Penne è insignita del titolo di Città d’Arte.

La cittadina sorge su quattro colli – Colle Romano, Colle Sacro, Colle Castello e Colle Cappuccio in posizione collinare, fra le valli dei fiumi Tavo e Fino. Fu antica capitale della popolazione italica dei Vestini e nota ai romani come Pinna Vestinorum.

Comune di circa 12 mila abitanti, dal 2012 è stata ammessa nel club dei Borghi più belli d’Italia.

Conosciuta nell’antichità come Pinna, trova testimonianze storiche nei testi di Silio Italico, Plinio, Tolomeo, Vitruvio, Valerio Massimo, Frontino e Paolo Diacono.

Carlo Magno la dichiarò capitale della provincia nel 773 e vi restò fino al 1837.

Quinta per popolazione della provincia di Pescara, a partire dagli anni sessanta, nel sottostante bacino del fiume Tavo, venne creato a Penne uno sbarramento artificiale, dando luogo al Lago di Penne e alla rinomata oasi naturalistica.

Oggi Penne, attraverso tante ed importanti manifestazioni culturali, quali il premio di letteratura “Città di Penne”, la Biennale d’Arte e i Palii, cerca di riprendere quel ruolo di capitale che una volta aveva.
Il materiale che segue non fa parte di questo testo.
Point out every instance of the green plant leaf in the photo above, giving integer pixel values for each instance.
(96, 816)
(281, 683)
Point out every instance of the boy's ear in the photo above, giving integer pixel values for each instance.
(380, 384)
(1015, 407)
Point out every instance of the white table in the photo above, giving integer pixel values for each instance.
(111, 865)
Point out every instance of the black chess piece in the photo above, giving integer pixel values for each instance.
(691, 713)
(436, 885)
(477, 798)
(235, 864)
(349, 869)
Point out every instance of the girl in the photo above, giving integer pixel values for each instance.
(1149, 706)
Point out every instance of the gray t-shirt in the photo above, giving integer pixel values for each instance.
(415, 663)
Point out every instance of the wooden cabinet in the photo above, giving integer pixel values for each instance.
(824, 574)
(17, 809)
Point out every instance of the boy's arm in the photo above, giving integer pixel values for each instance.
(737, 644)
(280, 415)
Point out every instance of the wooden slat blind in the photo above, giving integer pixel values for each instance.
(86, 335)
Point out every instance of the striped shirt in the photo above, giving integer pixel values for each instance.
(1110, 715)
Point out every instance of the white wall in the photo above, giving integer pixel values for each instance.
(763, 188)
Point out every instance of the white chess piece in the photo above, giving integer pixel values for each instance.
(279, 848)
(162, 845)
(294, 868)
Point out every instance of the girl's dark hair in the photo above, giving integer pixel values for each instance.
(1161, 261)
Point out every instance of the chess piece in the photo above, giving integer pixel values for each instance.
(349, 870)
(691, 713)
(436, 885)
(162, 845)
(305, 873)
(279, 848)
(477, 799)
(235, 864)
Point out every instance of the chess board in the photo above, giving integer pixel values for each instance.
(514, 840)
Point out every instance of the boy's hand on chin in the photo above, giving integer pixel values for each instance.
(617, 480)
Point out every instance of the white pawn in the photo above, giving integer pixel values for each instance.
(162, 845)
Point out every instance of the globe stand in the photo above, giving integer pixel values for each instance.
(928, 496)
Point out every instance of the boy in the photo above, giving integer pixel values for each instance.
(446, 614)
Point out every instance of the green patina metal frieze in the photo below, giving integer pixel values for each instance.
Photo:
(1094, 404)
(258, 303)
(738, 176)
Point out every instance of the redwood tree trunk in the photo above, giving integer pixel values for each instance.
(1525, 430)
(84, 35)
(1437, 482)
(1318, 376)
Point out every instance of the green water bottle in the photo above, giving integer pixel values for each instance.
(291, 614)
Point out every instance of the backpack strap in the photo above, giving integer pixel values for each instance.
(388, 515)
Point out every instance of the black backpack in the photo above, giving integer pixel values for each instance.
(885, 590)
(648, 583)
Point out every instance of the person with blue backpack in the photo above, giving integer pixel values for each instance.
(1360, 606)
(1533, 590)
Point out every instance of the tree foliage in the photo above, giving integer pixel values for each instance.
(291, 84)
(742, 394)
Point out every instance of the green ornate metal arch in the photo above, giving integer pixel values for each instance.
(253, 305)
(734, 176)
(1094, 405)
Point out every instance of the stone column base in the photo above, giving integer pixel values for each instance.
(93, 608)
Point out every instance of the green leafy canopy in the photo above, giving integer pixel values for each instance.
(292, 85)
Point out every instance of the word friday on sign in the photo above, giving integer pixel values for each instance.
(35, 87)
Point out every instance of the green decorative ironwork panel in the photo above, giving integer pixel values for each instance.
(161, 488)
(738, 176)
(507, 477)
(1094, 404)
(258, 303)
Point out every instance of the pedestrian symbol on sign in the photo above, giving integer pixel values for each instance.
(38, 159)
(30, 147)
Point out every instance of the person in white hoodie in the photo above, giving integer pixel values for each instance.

In effetti, la sua posizione geografica nel bacino del Tavo e del Fino è di significativa importanza, sia per la storia che per le nuove realtà come la Brioni, vanto mondiale dell’Alta moda maschile e di tante iniziative di artigiani che con il loro lavoro danno continuità agli artieri di un tempo.

Penne si visita per il suo interessante centro storico, posto su due colli, per i suoi musei (Museo di Arte Moderna e Contemporanea, Museo Archeologico “G.B. Leopardi”, Museo Civico Diocesano), la riserva naturale “Lago di Penne”, la cucina tipica del luogo, l’ottimo olio e i pregiatissimi vini.